EVs Per Block in Your Neighborhood
A home charging system for a Tesla requires 75 amp service. The average house is equipped with 100 amp service. On most suburban streets, the electrical infrastructure would be unable to carry more than three houses with a single Tesla. The system would be wildly overloaded for half the homes on your block to have electric vehicles.
Although the modern lithium-ion battery is four times better than the old lead-acid battery, gasoline holds 80 times the energy density. The great lithium battery in your cell phone weighs less than an ounce, while the Tesla battery weighs 1000 pounds. And now the elephant in the room being unveiled is the fire hazard popping up everywhere.

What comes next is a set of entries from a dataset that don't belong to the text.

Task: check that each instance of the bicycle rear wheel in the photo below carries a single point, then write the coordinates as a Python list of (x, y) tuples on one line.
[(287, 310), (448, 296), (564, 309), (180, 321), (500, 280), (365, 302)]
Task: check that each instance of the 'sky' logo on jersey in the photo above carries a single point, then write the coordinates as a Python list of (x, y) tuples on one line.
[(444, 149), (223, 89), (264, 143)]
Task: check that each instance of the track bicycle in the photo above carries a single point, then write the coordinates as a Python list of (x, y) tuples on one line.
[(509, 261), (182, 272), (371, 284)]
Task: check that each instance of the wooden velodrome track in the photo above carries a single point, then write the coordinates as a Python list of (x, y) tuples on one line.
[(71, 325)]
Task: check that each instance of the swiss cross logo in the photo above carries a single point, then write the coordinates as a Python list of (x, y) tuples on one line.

Ron Stein reported in a September 3, 2021 article published at California Political Review that the Bolt, the only totally electric vehicle that General Motors is selling in North America has been tied to at least nine fires since early 2020 and Hyundai’ vehicles were involved in 15 fires during that time along with 3 Teslas.
These are not your typical battery fires. The batteries are Lithium-ion, whose combustion is chemical and can not be extinguished with water but only cooled till the fire dies out. Firefighters may need 30,000 to 40,000 gallons of additional water to contain, not extinguish, a Tesla electric vehicle blaze than they would normally for a gas-powered car that was on fire.
As a result of these now recognized problems, General Motors announced in late August that they recalled 73,000 new Chevy Bolts and 70,000 manufactured between 2017 and 2019, at an estimated cost of $1.8 billion.
An actual nightmare scenario for an EV fire can occur in an underground parking garage beneath an apartment complex or a crowded office build. With the toxic fumes generated, how could the local fire department respond to the fire even if it could be reached? Germany appears to be responding with regulations banning EVs from parking underground.
In the wake of so many EV battery fires, General Motors has issued safety recommendations for the Chevy Bolt:
1 – Do not park within 50 feet of other vehicles in case of fire.
2 – Stay 50 feet from anything you care about (seriously, they say this).
3 – Park on the top floor of open-air parking decks.
4 – Do not leave vehicles charging unattended.
5 – Only charge the battery to 90% and charge more frequently,
6 – Avoid depleting your battery below 70-mile range availability.
7 – Park outdoors.
If you are not laughing yet, you have no sense of humor!
California owns half of the nation’s EVs, and they belong to high-income families averaging $140,000 annual income. Roughly double the US median income of $63,000. With it, all EVs have not eclipsed 2% of cars on the road and may never beat that. Surveys show that 20% of EV buyers return to conventional vehicles for their next cars.
The electric automobile will always be around in a niche market, likely never exceeding 10% of the cars on the road. All automobile manufacturers invest in their output, and all will be disappointed in their sales. Perhaps they know this and will manufacture just what they know they can sell. Surely not what President Biden or Governor Newsom of California are planning for.
For as long as the present government is in power, they will be pushing the electric car as another means to run our lives. They will fail, as the national poll we will be taking in November of 2022, which we call an election, will prove.